THE DEVIL'S BLOOD - Come, Reap EP [2008]
Moderatorzy: Nasum, Heretyk, Sybir, Gore_Obsessed
Regulamin forum
Tematy związane tylko z jednym zespołem lub jedną płytą. Wszelkie zbiorcze typu "América Latina Metal" lub "Najlepsza polska płyta thrash" itp. proszę zakładać w dziale "Dyskusje o muzyce metalowej"
Tematy związane tylko z jednym zespołem lub jedną płytą. Wszelkie zbiorcze typu "América Latina Metal" lub "Najlepsza polska płyta thrash" itp. proszę zakładać w dziale "Dyskusje o muzyce metalowej"
- Lykantrop
- mistrz forumowej ceremonii
- Posty: 8015
- Rejestracja: 23-12-2009, 17:51
Re: THE DEVIL'S BLOOD - Come, Reap EP [2008]
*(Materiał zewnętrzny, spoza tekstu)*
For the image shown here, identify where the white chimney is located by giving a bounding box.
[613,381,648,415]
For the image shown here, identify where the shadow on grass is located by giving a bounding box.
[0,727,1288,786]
Ale mi się apetyt robi na tą pytkę, chyba nie doczekam przyszłego tygodnia, w którym ma do mnie przyjść megapaka od Sovy. Jeszcze niech mi ktoś napisze, że słyszy tam echa "Demons & Wizards" Jurajki to już w ogóle nie zdążę potwierdzić odbioru z wrażenia.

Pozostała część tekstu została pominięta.